Cuatro velas. Sólo cuatro tenues luces vigilantes, como única iluminación. Un momento para encontrarte contigo mismo y con Dios. Reflexión, recogimiento, oración.
De todas las simbologías del imaginario católico, ninguna me llama tanto la atención como las cuatro velas que iluminan los días del Adviento. Quizás porque suponen el único símbolo que adorna al sobrio Adviento, que anticipa la llegada de la bulliciosa y barroca Navidad.
Las cuatro velas, con su verde corona de esperanza y vida, marcan el principio del año litúrgico cristiano y nos recuerdan el inicio de un breve lapso de tiempo, apenas las cuatro semanas previas a la Navidad, en el que nos entregarnos a la meditación y a la preparación espiritual quienes creemos en el sentido religioso de estas fechas.
Amor, Paz, Tolerancia y Fe. Cuatro palabras. Cuatro caminos. Cuatro velas.
La llegada del Adviento siempre ha supuesto en mí una sensación de inquietud y premura que preludia cómo se remueven los sentimientos en mi interior. Siempre hay tantas cosas por arreglar ahí dentro; siempre hay cachivaches que limpiar y ordenar, deudas que saldar, heridas que sanar…
Mi memoria me evoca el otoño frío y oscuro de los pueblos pretéritos, donde los rincones de calles y plazas se llenaban de silencio y soledad tan pronto caía el helado manto de la noche, y la vida se recogía en el interior de los hogares, alrededor del brasero y las cuatro velas.
Eran momentos de quietud y tranquilidad, donde el Adviento primigenio, el más puro, se vivía con especial intensidad entre quienes querían abrirle las puertas, que eran mayoría por aquel entonces. Aquellas personas de misa en latín, que vivían una vida sencilla pero no exenta de dureza y dificultades, tenían la oportunidad perenne de encontrarse a sí mismos, de conversar con Dios cara a cara, sin interrupciones ni caídas de red.

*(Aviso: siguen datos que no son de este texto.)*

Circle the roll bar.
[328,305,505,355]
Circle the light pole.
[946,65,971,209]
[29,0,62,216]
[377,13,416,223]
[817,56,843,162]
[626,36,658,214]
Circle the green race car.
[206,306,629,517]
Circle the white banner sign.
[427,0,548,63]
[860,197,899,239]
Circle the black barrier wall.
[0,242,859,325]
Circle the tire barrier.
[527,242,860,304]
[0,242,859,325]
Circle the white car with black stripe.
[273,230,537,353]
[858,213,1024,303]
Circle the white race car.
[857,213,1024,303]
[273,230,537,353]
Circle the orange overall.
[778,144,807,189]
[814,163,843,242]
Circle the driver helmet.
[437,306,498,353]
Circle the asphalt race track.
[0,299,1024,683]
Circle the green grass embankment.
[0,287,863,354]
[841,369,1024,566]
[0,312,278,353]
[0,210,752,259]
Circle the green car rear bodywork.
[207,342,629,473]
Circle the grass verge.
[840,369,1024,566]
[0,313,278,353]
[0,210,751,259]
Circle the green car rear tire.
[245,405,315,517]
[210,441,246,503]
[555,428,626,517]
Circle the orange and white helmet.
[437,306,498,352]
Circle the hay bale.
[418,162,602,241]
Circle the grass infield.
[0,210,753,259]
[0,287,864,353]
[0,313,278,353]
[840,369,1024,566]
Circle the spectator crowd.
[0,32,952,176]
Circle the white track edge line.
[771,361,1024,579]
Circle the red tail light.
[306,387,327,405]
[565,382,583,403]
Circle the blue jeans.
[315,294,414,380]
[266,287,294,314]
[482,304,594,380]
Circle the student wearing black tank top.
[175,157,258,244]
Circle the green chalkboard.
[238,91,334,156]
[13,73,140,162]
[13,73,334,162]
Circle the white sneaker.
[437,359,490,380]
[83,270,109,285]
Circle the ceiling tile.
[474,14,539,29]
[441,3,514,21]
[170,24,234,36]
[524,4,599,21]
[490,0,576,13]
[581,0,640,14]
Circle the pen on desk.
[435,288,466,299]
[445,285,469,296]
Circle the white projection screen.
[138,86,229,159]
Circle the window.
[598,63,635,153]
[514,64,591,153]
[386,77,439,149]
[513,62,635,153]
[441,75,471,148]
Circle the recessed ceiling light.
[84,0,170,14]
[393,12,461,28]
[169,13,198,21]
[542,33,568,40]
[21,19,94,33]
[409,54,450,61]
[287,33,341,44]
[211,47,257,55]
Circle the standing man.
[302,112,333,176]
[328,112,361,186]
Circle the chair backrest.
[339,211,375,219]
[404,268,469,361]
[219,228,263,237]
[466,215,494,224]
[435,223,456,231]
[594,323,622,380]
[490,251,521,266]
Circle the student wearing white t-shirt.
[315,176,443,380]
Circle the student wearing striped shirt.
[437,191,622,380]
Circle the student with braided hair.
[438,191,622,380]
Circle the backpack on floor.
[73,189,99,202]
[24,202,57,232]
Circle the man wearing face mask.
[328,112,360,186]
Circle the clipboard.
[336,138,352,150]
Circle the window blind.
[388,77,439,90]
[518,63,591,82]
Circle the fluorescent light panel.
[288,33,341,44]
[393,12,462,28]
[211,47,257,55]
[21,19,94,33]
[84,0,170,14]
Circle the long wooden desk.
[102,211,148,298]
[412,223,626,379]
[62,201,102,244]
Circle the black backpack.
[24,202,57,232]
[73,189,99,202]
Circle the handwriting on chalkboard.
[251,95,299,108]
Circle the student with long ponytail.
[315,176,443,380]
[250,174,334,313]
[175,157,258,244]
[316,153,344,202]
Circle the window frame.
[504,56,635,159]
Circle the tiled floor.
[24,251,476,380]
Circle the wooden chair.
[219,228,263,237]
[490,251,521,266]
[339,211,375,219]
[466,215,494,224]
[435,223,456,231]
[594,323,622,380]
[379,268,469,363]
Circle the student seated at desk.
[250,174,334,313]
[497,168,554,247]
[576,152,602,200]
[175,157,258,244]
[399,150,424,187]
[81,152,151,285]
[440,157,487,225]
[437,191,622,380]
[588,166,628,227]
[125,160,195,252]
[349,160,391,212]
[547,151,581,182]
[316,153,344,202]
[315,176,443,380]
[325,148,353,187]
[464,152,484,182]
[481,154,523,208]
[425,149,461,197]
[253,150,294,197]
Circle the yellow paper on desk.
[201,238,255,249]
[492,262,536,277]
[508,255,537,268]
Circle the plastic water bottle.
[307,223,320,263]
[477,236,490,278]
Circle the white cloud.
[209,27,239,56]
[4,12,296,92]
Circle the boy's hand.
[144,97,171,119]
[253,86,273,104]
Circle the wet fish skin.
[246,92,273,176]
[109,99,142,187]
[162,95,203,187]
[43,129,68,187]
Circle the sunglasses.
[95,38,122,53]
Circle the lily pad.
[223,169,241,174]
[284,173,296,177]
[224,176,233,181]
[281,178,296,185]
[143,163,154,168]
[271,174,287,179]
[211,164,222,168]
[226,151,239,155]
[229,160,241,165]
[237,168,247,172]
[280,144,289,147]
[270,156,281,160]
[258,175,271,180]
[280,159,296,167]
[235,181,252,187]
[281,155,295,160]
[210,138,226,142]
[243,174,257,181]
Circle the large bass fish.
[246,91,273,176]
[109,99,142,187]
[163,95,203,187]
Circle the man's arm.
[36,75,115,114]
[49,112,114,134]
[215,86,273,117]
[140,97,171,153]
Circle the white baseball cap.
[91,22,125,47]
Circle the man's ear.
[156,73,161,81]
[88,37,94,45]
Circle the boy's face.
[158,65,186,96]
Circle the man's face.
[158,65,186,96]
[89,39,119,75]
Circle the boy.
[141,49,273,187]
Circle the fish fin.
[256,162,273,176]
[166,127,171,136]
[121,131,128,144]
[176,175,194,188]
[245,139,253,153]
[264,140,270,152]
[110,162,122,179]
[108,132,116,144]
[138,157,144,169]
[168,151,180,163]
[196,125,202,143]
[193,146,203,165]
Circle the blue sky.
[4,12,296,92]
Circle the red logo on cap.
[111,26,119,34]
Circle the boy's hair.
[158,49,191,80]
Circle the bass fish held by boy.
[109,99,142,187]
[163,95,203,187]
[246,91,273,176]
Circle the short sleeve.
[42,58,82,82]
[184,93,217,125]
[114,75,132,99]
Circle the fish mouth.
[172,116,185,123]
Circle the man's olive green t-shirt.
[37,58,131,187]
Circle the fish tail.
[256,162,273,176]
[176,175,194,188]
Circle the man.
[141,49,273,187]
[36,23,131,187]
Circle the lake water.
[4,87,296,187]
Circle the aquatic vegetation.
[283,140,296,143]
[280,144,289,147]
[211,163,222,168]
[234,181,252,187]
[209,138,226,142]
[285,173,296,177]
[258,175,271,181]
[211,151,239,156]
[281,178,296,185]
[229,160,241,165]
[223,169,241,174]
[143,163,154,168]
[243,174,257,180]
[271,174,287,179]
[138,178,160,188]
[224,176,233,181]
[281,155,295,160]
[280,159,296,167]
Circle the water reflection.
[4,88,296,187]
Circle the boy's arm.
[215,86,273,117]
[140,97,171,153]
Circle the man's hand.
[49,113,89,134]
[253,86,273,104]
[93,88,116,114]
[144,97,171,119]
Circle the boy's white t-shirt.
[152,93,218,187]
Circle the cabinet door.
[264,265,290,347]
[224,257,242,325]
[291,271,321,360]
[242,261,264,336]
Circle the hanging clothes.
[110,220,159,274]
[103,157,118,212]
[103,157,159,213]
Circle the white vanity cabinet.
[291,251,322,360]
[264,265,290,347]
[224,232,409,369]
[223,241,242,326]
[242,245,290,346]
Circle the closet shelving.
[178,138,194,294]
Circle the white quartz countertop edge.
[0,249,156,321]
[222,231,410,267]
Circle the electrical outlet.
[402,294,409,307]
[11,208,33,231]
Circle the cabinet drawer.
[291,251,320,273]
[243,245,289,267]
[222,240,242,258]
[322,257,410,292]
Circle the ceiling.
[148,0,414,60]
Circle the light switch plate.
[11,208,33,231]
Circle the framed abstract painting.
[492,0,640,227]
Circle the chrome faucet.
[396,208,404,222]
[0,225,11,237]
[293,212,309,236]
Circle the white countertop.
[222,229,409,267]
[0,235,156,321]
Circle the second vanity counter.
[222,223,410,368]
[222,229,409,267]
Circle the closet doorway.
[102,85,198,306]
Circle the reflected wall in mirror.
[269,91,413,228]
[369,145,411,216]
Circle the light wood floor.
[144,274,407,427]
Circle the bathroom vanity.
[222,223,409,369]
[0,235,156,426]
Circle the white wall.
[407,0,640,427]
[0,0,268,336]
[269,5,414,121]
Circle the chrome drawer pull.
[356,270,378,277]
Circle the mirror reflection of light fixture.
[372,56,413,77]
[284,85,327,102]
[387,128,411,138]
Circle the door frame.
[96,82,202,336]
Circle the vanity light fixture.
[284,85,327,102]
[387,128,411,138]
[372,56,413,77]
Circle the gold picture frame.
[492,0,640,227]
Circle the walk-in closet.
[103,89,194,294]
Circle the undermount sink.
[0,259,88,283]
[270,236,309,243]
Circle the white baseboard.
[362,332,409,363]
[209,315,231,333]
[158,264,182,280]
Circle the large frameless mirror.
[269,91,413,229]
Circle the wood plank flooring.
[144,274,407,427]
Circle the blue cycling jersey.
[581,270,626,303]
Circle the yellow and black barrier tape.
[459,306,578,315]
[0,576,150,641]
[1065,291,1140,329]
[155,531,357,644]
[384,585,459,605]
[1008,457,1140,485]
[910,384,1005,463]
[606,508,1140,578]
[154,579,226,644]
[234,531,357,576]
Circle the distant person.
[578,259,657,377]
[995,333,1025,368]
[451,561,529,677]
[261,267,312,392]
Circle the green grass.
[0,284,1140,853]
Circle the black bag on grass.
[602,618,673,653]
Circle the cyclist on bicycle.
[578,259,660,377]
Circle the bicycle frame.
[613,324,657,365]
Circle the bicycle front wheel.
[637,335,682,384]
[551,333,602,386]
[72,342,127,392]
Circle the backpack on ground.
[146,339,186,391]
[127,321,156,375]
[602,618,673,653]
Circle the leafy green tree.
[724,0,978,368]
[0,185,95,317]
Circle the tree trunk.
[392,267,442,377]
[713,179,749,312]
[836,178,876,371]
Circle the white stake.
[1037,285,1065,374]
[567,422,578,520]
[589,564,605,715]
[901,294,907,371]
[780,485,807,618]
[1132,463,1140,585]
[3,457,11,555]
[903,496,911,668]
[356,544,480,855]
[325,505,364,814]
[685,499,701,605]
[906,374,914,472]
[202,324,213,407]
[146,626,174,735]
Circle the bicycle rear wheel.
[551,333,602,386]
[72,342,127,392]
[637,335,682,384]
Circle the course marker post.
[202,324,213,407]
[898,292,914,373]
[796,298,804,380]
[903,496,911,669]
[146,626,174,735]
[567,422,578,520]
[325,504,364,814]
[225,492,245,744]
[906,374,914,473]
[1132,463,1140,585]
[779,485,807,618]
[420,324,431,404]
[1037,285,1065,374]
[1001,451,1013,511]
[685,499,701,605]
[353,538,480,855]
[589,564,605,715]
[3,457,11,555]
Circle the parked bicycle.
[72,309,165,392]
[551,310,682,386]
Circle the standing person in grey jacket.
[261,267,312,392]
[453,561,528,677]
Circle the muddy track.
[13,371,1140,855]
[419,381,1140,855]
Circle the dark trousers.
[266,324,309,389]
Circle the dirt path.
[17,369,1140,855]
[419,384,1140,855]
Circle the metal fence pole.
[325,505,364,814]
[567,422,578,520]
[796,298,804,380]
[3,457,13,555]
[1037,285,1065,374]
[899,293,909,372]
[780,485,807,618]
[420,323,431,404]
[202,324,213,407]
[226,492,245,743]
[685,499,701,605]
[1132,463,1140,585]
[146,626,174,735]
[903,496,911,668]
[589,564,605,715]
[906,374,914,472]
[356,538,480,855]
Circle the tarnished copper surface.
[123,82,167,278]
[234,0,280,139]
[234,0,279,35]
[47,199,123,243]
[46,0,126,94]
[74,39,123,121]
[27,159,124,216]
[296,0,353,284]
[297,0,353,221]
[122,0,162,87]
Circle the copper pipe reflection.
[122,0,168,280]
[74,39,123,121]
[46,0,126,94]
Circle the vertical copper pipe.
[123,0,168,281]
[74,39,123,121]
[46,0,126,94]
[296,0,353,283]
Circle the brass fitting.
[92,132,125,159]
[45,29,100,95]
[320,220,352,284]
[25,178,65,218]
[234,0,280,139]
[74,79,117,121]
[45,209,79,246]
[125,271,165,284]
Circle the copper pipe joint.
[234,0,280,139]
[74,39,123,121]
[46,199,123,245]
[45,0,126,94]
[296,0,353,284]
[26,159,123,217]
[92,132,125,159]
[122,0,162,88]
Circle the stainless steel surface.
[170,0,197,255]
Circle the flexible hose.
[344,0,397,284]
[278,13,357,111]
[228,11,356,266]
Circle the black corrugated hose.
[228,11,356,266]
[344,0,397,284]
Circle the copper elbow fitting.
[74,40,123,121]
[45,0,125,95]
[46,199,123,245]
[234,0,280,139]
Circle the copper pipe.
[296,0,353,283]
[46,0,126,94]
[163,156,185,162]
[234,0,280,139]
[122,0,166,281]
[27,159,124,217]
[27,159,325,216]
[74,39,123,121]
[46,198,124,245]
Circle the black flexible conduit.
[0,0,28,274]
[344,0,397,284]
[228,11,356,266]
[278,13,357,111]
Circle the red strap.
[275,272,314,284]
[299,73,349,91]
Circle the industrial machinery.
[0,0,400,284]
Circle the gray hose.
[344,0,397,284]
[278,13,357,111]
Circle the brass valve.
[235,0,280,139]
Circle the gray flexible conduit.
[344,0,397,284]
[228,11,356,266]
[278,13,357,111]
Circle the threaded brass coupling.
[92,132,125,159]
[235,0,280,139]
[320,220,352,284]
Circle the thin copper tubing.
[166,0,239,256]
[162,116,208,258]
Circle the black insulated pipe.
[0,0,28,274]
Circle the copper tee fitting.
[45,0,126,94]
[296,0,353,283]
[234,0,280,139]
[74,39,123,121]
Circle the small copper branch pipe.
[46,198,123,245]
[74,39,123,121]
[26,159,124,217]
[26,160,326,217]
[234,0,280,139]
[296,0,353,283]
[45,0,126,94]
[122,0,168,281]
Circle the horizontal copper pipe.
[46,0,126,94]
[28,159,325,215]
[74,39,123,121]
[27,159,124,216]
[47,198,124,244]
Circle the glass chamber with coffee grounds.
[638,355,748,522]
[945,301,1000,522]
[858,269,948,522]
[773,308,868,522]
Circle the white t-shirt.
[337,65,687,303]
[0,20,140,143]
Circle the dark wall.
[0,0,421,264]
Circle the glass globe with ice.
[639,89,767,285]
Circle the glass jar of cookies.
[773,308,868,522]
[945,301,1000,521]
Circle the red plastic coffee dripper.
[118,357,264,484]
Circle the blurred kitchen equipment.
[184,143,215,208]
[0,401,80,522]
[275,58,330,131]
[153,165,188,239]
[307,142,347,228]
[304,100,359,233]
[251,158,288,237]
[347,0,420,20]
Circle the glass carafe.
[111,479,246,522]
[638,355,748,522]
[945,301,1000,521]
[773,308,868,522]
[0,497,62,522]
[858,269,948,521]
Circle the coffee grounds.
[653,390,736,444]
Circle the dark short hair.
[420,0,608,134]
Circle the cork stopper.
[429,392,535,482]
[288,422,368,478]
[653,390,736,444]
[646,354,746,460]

Era un diálogo más limpio, más puro y, si me lo concedéis, quizás un punto más ingenuo que el que hoy vivimos, pero también mucho sincero. Aquellas personas podían y sabían mirar a los ojos de quienes se encontraban a su alrededor y veían con claridad en sus almas, en su más profundo interior, ajenos a las distracciones que hoy ocupan nuestra vida. Y de esta forma, establecían entre ellos un primitivo vínculo, que estaba por encima de los tiempos y las líneas de la sangre y los genes.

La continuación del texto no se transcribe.